Je retirais les morceaux de verre avec précaution et rigueur quand la jeune femme répondit à ce que je lui avais dit. Hormis le surnom que j’avais du mal à comprendre, je l’écoutai me faire la remarque qu’elle souffrait depuis une bonne paire d’années. Qu’elle était habituée. Je ne pouvais pas comprendre. J’avais beau avoir souffert depuis des années, dont quatre qui avaient des allures de cauchemar, je n’étais toujours pas habitué. Impossible. Je ne lui répondis donc pas, finissant silencieusement de la soigner avant de ranger le matériel. Je m’étais donc levé en emportant le matériel de soin avec moi. J’avais également jeté les compresses et les morceaux de verre, nettoyé le bar et m’étais lavé les mains sur un air un peu plus pensif. Etais-je de mauvaise humeur ? Oui. Etait-ce pire qu’avant ? Je n’aurais su le dire. Je n’aurais pas su essayer de le deviner. Des images de mon passé étaient remontées, toujours aussi douloureuses que si je venais de le vivre.

Mon patron profita du répit de la jeune femme pour lui faire quelques propositions polies. Ce à quoi la jeune femme lui répondit qu’elle n’avait pas besoin d’aide. Apparemment, pour elle, c’était sa faute de toute façon pour qu’elle refuse toute aide autre que la mienne. L’homme haussa donc les épaules avant de reprendre ses activités, la tenue de son bar. Pour ma part, je m’étais comme désintéressé de tout ce qui se passait autour de moi. Au point que je ne levai même pas les yeux face à l’intervention de Patrick qui, encore une fois, se trouvait en train d’essayer de s’insérer dans la vie des autres. Néanmoins, en entendant mon prénom sortir de la bouche de ma cliente, les autres étant partis sans doute à cause de la bagarre, je relevai la tête vers elle.

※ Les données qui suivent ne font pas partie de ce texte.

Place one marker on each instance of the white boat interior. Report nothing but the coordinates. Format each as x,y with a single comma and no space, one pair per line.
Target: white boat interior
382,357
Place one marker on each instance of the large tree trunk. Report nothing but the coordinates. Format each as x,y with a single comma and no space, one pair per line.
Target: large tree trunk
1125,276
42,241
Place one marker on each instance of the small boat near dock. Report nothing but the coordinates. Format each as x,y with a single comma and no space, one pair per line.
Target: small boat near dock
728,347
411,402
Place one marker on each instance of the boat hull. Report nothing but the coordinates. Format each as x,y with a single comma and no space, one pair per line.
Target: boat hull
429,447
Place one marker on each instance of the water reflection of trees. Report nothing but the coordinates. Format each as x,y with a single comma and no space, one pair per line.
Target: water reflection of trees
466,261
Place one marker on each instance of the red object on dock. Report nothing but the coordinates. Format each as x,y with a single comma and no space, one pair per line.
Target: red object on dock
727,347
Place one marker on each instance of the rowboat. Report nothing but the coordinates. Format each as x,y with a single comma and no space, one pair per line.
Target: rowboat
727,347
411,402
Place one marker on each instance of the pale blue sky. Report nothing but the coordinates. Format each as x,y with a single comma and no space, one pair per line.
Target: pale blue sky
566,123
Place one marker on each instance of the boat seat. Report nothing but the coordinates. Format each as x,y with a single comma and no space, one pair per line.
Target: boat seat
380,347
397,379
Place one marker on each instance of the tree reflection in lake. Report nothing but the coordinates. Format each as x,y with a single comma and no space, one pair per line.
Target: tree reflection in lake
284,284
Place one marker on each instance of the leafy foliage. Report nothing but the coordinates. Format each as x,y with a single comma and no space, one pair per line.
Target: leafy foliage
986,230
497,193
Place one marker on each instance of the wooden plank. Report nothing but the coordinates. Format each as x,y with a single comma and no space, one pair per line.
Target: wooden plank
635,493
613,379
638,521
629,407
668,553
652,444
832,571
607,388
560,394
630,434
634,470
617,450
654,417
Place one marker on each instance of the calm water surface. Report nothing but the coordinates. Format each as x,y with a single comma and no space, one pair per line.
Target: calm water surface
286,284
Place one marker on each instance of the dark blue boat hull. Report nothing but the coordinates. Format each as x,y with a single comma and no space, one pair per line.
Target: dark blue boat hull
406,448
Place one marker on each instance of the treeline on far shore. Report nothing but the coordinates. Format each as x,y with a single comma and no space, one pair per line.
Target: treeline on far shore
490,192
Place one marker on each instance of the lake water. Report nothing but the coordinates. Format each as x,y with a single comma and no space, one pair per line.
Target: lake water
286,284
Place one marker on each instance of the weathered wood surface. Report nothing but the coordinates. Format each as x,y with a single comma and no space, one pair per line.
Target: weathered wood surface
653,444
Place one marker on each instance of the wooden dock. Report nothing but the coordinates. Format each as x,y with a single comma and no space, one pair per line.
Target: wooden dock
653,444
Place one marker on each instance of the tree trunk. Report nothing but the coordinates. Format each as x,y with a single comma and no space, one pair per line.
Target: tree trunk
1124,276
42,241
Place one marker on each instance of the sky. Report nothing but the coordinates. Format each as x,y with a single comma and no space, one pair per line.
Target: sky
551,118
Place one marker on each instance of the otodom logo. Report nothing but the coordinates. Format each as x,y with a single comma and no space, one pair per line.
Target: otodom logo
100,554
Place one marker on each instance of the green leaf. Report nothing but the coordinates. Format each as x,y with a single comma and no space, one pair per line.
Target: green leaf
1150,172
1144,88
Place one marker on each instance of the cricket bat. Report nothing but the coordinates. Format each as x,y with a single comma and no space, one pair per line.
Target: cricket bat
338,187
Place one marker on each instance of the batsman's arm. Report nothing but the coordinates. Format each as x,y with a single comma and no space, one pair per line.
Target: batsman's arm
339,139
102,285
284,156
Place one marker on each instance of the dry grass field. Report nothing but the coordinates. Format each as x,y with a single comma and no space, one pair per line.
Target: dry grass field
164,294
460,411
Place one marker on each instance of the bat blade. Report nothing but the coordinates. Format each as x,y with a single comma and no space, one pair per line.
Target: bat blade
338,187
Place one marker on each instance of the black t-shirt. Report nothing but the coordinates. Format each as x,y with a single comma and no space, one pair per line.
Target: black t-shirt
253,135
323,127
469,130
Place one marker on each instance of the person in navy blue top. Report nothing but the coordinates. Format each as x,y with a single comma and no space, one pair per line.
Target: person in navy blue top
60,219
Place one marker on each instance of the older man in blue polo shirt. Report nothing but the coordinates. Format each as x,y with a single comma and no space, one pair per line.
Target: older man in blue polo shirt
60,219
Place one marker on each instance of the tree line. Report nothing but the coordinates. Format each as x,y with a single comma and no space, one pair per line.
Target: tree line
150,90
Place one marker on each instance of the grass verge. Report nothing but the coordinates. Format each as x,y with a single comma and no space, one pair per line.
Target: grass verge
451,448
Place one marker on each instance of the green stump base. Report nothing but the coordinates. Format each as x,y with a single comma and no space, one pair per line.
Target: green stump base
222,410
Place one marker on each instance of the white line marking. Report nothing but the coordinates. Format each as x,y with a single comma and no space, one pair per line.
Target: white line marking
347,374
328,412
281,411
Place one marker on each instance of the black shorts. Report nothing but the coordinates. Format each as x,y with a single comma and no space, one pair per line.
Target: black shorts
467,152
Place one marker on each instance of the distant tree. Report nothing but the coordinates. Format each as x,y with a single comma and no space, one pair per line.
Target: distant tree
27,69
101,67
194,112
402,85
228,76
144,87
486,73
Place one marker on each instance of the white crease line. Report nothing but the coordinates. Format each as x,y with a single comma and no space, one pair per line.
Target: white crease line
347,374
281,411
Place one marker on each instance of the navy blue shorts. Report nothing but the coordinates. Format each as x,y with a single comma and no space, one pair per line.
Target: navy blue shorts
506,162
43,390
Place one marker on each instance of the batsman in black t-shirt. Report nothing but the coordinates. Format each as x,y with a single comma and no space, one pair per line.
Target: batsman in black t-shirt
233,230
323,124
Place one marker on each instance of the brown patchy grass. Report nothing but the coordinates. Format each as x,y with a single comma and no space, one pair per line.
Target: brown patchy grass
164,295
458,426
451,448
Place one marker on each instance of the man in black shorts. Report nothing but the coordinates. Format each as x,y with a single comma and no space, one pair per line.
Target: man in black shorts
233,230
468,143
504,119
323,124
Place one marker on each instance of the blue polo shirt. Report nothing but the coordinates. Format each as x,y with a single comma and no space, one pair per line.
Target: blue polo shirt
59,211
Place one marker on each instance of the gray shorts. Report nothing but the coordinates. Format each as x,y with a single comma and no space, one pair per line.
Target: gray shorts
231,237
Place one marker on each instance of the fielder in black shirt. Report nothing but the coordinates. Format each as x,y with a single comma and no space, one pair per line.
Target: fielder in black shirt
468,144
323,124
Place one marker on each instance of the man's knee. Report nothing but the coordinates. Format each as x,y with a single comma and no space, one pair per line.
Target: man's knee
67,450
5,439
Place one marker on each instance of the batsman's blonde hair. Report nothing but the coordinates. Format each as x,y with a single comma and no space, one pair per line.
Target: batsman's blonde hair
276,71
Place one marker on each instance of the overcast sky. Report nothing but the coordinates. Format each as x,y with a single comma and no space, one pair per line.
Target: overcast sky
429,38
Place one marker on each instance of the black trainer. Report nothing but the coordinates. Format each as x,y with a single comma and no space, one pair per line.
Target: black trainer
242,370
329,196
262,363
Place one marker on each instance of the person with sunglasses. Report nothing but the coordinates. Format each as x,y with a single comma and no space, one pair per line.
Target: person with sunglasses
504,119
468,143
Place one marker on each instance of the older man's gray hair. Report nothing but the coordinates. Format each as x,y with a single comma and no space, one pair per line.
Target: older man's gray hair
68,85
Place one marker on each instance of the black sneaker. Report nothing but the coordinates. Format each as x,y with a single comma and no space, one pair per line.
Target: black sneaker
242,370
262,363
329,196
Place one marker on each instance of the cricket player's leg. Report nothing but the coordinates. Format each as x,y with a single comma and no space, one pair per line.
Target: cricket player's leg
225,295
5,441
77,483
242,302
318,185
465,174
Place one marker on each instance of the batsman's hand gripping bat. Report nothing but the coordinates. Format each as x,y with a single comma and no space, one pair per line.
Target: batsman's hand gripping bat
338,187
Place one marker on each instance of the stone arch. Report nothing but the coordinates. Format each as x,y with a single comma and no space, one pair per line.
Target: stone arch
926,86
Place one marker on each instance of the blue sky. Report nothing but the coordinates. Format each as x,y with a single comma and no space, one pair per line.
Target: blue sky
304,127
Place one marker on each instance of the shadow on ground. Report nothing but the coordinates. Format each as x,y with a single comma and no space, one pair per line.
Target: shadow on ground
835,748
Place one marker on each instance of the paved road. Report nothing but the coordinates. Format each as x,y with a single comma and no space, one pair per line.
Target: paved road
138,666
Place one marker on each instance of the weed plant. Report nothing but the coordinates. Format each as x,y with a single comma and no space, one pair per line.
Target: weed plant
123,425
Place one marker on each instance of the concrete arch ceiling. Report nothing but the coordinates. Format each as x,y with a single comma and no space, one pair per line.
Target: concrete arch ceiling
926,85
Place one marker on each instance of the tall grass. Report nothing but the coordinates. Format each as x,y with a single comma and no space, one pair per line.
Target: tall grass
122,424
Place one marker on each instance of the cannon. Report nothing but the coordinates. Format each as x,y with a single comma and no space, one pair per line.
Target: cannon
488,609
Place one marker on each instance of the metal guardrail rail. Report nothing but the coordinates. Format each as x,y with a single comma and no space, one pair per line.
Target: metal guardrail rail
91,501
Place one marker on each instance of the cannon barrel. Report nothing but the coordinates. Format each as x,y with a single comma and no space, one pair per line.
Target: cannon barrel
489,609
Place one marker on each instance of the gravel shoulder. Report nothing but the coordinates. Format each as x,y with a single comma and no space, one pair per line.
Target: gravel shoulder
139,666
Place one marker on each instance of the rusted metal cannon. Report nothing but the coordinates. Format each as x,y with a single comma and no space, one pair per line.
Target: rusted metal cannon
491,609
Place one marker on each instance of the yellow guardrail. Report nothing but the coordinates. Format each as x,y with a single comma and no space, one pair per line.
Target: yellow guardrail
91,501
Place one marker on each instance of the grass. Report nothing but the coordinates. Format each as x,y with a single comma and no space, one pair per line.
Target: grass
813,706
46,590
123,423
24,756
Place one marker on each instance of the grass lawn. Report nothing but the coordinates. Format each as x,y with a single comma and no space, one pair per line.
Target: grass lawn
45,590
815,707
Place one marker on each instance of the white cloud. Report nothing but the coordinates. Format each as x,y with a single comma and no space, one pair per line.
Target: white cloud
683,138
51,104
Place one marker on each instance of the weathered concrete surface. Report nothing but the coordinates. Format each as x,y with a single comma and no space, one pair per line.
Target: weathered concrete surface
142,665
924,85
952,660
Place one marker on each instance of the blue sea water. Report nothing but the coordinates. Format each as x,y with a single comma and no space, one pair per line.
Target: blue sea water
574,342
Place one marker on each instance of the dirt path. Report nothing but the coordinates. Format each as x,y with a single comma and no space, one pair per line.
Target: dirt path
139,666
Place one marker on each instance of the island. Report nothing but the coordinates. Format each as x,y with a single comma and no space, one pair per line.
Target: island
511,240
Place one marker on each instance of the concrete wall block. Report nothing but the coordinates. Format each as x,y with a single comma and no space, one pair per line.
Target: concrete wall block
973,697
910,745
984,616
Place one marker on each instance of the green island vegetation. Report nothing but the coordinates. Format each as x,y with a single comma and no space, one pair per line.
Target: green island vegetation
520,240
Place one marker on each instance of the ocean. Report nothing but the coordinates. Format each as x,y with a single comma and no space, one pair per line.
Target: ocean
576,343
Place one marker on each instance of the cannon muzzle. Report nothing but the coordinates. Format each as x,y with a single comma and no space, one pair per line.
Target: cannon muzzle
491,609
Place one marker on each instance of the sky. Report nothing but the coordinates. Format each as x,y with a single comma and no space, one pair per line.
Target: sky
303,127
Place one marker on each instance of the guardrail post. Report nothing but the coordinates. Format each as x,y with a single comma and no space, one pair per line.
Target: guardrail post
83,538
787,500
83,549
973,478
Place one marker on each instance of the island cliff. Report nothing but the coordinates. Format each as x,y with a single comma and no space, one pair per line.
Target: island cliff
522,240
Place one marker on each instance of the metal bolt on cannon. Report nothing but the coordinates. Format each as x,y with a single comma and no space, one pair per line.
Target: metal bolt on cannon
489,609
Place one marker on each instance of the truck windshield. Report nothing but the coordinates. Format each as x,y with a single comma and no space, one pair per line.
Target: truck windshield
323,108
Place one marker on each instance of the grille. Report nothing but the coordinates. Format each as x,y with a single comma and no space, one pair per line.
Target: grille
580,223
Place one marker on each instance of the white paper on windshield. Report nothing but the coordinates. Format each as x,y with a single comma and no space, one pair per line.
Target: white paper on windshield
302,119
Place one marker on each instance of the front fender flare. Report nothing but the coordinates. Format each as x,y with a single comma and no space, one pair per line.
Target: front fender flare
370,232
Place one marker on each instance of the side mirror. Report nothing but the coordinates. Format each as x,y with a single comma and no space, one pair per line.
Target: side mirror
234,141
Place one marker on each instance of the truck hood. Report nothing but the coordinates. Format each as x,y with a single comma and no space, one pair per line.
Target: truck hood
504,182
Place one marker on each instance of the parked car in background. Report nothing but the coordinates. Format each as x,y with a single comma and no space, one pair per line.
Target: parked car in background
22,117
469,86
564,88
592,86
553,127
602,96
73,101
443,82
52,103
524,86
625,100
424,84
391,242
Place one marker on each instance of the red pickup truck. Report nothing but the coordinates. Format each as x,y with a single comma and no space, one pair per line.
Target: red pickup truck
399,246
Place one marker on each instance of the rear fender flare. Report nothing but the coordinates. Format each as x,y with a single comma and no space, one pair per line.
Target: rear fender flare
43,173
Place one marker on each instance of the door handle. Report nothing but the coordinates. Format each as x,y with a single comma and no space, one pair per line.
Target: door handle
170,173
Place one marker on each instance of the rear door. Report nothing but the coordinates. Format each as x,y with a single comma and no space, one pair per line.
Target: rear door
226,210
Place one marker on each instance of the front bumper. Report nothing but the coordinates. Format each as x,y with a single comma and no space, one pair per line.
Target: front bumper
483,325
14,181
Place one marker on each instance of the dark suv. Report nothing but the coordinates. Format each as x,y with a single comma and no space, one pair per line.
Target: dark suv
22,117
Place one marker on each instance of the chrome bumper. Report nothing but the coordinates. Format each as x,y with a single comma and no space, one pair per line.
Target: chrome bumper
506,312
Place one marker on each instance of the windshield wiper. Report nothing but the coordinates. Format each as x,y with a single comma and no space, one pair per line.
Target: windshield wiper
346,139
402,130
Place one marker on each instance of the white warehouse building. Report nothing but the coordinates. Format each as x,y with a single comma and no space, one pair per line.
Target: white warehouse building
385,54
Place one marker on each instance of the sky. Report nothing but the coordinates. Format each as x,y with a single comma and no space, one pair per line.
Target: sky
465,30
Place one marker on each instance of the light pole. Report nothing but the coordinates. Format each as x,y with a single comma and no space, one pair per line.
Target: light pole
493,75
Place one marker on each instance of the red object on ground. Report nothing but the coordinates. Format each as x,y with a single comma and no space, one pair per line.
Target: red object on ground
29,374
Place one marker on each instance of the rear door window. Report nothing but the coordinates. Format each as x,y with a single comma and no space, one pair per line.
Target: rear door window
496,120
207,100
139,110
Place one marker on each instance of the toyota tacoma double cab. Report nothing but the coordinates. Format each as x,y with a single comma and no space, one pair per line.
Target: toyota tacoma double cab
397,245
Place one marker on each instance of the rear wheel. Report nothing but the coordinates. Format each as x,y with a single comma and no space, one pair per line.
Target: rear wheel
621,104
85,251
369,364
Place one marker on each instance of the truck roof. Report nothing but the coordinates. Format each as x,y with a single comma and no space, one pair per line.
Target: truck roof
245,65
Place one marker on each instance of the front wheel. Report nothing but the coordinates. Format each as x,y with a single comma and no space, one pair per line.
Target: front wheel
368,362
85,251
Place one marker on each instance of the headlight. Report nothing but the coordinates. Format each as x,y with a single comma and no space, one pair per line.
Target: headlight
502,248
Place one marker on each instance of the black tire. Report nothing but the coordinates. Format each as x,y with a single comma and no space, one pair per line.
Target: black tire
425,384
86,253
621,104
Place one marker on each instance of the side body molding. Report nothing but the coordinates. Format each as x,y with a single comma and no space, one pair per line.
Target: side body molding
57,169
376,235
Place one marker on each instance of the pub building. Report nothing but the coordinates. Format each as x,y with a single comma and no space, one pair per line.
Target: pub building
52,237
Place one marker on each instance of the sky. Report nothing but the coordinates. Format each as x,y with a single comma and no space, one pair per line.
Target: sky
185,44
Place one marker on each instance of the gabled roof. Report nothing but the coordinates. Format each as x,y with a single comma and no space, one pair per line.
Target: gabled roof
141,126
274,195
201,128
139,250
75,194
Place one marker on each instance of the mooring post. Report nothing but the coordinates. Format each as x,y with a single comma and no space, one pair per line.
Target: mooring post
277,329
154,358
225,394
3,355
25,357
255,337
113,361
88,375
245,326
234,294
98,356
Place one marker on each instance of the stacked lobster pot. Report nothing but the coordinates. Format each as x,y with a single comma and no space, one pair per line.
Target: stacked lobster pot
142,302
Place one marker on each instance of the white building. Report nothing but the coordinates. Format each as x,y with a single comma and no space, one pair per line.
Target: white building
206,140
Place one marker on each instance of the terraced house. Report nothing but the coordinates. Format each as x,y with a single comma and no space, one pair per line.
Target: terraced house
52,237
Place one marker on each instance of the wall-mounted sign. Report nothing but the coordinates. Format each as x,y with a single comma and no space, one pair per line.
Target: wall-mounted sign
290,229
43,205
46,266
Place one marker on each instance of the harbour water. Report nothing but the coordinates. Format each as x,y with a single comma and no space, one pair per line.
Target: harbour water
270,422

Laureen profita qu’elle avait terminé ce qu’elle faisait pour éloigner Patrick et faire en sorte que je sois tranquille avec les personnes voulant simplement boire. Il eut même eut le droit à un nouveau sermon comme elle savait les faire, bien que cela ne l’arrêtait jamais. Je n’eus ainsi aucune réserve pour répondre à la demoiselle sirotant son whisky avec un plaisir que j’avais rarement vu chez les consommateurs.

- Normalement, je ne devrais pas vous demander quoi que ce soit puisque cela fait partie intégrante de mon travail. Sans parler que j’aurais dû vous aider au lieu de rester derrière mon bar. Mais si vous tenez à faire quelque chose pour moi, j’aimerais que vous veniez me voir si vous venez à apprendre l’arrivée d’une certaine personne en ville. Vous pourriez faire ça ?


Cette personne était loin d’être bête. Ca se voyait aux réponses qu’elle faisait, à la fois courtoises et… je ne savais pas trop comment le dire autrement, mais on voyait qu’elle refusait qu’on se préoccupe trop d’elle. Et pourtant, elle était une femme qui savait dire ce qu’elle pensait sans filtre. Elle l’avait démontré à plusieurs reprises, notamment quand elle avait souffert. C’est pourquoi je me doutais qu’elle allait comprendre qui était cette personne dont je surveiller l’arrivée. Il était une autre personne sur le coup, mais surveiller Londres seul était un bien trop gros travail et les ragots que les clients se transmettaient entre eux n’étaient pas toujours fiables. A plusieurs reprises, je m’étais retrouvé en pleine panique à cause de fausses alertes. J’espérais simplement que cette femme serait une meilleure source que celles qui m’avaient mis dans un tel état. Enfin… Qui tente rien, n’a rien. Cette phrase m’avait clairement sauvé la vie. Je n’allais pas la renier alors que j’étais enfin libre et l’intention de le rester longtemps.